Anthracosuchus (meaning "coal crocodile" in Greek) is an extinct genus of dyrosaurid crocodyliform from the Paleocene of Colombia. Remains of Anthracosuchus balrogus, the only known species, come from the Cerrejón Formation in the Cerrejón mine,[1] and include four fossil specimens with partial skulls. Anthracosuchus differs from other dyrosaurids in having an extremely short (brevirostrine) snout, widely spaced eye sockets with bony protuberances around them, and osteoderms that are smooth and thick. It is one of the most basal dyrosaurids along with Chenanisuchus and Cerrejonisuchus.

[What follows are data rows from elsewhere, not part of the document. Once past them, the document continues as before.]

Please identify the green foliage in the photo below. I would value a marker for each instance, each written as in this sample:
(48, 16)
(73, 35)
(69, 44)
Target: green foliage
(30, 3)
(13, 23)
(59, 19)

The species name is a reference to the Balrog, a creature in J. R. R. Tolkien's fantasy novel The Lord of the Rings that could, like the remains of Anthracosuchus, be found in a mine.[2]

References[edit]

  1. ^ Anthracosuchus balrogus at Fossilworks.org
  2. ^ Hastings, Alexander K.; Bloch, Jonathan I.; Jaramillo, Carlos A. (23 May 2014). "A new blunt-snouted dyrosaurid, Anthracosuchus balrogus gen. et sp. nov. (Crocodylomorpha, Mesoeucrocodylia), from the Palaeocene of Colombia". Historical Biology: 1. doi:10.1080/08912963.2014.918968.